Characteristics of breastfeeding
Breastfeeding is the feeding process of the babies with breast milk directly from female human breasts. Breastfeeding properly begins when the mother's breast milk produced after birth.
The first release of a liquid is called colostrum, a secretion less consistent than milk, which occurs during the first days that follow the birth. Normally, breastfeeding is a natural process that is carried out smoothly, providing enough food to their babies.

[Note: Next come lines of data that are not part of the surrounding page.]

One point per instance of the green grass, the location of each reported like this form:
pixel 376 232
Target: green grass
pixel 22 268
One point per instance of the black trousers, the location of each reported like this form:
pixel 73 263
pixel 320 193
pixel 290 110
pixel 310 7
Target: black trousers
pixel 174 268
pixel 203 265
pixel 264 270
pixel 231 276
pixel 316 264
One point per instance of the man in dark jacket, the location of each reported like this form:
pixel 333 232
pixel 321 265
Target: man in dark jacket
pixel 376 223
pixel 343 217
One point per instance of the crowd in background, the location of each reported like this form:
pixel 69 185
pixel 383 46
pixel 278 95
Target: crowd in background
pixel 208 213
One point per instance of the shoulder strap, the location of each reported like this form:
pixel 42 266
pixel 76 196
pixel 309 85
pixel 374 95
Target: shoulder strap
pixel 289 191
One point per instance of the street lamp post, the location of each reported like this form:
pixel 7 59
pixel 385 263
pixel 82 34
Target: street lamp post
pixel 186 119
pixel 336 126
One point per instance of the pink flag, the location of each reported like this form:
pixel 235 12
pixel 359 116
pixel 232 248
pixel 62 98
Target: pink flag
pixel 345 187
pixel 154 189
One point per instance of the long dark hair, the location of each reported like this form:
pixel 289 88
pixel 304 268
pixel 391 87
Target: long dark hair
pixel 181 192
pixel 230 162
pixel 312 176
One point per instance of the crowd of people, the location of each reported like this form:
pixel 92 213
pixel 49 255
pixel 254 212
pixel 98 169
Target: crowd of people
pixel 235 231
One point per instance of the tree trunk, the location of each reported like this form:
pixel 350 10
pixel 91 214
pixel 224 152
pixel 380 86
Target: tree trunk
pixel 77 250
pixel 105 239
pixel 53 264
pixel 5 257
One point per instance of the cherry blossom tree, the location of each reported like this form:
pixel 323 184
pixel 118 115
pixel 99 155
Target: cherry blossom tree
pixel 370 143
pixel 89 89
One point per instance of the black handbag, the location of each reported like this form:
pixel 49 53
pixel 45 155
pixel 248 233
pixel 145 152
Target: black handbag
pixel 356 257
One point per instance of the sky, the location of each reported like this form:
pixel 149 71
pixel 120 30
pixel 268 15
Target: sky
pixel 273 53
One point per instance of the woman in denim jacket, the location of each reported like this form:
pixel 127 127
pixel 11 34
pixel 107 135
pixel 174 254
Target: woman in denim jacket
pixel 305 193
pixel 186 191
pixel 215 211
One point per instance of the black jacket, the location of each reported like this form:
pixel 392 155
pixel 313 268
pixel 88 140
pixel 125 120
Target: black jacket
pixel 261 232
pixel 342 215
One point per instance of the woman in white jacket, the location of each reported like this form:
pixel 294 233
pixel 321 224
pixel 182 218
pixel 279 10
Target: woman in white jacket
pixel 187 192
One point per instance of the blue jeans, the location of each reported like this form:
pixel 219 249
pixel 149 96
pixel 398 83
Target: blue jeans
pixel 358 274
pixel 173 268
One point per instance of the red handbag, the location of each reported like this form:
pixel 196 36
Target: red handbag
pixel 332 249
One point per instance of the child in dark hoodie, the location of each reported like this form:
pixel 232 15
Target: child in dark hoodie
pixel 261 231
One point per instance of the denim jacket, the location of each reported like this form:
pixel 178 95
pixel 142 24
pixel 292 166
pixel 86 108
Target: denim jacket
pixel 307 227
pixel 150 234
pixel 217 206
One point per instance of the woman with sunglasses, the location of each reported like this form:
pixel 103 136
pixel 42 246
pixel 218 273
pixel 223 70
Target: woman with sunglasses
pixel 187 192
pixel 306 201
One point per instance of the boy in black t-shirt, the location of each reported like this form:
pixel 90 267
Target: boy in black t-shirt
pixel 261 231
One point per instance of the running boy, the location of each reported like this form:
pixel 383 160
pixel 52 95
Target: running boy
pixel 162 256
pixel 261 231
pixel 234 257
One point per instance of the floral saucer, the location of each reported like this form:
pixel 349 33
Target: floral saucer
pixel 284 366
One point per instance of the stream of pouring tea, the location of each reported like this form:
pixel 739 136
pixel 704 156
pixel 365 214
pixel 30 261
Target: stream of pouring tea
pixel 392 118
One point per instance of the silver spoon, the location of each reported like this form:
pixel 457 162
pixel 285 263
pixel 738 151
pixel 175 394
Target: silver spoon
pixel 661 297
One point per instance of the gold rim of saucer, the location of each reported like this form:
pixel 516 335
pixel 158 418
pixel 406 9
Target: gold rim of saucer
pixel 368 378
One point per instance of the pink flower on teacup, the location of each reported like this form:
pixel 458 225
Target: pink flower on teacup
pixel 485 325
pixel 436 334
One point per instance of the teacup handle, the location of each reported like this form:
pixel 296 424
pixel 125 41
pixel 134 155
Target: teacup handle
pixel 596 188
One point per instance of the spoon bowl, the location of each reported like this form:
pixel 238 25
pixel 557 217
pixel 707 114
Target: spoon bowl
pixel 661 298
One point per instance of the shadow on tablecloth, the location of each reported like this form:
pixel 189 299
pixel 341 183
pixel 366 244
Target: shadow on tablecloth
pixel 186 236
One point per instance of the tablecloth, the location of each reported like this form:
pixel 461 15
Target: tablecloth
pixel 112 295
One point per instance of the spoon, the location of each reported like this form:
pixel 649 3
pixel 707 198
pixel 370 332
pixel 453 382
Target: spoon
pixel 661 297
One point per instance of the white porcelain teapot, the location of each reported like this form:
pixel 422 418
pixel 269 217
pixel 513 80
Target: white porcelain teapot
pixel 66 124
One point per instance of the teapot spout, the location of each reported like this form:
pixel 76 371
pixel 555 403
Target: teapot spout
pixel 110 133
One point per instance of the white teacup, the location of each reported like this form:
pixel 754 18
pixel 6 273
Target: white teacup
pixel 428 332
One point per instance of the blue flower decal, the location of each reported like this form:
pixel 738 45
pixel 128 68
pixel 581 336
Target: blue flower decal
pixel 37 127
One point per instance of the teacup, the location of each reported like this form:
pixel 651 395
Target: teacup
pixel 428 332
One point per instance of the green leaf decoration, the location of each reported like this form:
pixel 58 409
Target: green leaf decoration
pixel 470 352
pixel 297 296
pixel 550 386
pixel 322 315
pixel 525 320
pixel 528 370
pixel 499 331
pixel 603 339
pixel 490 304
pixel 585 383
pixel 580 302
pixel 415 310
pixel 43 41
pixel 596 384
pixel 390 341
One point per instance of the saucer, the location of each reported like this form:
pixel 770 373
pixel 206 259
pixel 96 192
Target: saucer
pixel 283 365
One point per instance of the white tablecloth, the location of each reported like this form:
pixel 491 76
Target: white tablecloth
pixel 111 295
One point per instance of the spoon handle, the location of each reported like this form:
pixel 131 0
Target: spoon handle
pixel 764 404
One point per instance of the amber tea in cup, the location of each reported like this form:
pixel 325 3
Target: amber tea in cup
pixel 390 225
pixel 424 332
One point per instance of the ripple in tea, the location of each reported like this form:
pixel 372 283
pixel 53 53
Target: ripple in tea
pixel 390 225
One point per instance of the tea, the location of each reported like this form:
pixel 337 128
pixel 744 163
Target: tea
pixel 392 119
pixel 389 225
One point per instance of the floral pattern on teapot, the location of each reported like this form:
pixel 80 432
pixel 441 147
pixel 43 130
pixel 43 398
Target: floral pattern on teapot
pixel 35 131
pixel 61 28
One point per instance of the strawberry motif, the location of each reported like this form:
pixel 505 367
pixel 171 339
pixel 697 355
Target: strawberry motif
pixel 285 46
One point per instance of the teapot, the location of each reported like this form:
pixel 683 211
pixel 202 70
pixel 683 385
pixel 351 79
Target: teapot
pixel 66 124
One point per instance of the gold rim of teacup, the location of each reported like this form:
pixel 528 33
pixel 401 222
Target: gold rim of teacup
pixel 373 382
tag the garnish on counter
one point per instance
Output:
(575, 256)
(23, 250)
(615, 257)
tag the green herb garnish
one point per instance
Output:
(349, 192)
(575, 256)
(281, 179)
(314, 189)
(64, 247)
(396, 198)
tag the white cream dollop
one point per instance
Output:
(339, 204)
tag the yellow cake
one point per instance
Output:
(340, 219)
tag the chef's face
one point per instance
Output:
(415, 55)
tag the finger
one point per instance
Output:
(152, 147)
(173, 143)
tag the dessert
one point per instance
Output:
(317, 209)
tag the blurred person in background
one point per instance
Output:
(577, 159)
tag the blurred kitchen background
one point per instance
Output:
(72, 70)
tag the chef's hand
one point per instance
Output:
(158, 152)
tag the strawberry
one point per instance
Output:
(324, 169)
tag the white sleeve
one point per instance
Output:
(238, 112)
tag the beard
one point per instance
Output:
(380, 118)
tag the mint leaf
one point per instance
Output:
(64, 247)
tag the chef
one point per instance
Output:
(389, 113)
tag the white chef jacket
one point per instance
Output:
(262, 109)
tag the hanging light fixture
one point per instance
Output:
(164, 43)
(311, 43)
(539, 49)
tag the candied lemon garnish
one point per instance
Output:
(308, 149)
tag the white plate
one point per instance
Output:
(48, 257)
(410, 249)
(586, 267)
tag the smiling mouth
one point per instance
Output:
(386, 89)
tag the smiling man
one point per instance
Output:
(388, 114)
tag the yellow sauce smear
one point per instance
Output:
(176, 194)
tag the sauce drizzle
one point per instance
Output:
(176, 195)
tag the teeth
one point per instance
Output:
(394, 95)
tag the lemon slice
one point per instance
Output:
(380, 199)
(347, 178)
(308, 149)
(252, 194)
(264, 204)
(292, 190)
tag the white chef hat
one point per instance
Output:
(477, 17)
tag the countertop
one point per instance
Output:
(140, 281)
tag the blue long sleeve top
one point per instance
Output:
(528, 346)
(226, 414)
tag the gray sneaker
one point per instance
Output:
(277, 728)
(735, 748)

Sometimes, there are certain problems that prevent normal breast feeding.
It is considered that there is problems when nursing when the baby does not gain weight or when the mother suffers the consequences of this act, like the sore breasts, the appearance of cracks, breast infections, etc.
Symptoms of lack of milk and other problems of breastfeeding
Lack of milk, baby hunger, poor weight gain in the baby, mastitis, cracks, redness of breasts, sore breasts, etc.
Causes of breastfeeding problems
The causes that can produce breastfeeding problems are diverse; between all we will mention the following:
- Impossibility to suck suitably: Some children are born without physical power to suck the milk of his mother or simply do not know how to do it. Sometimes it is the same mother the one that does not have the sufficient technique so that her baby can suck suitably.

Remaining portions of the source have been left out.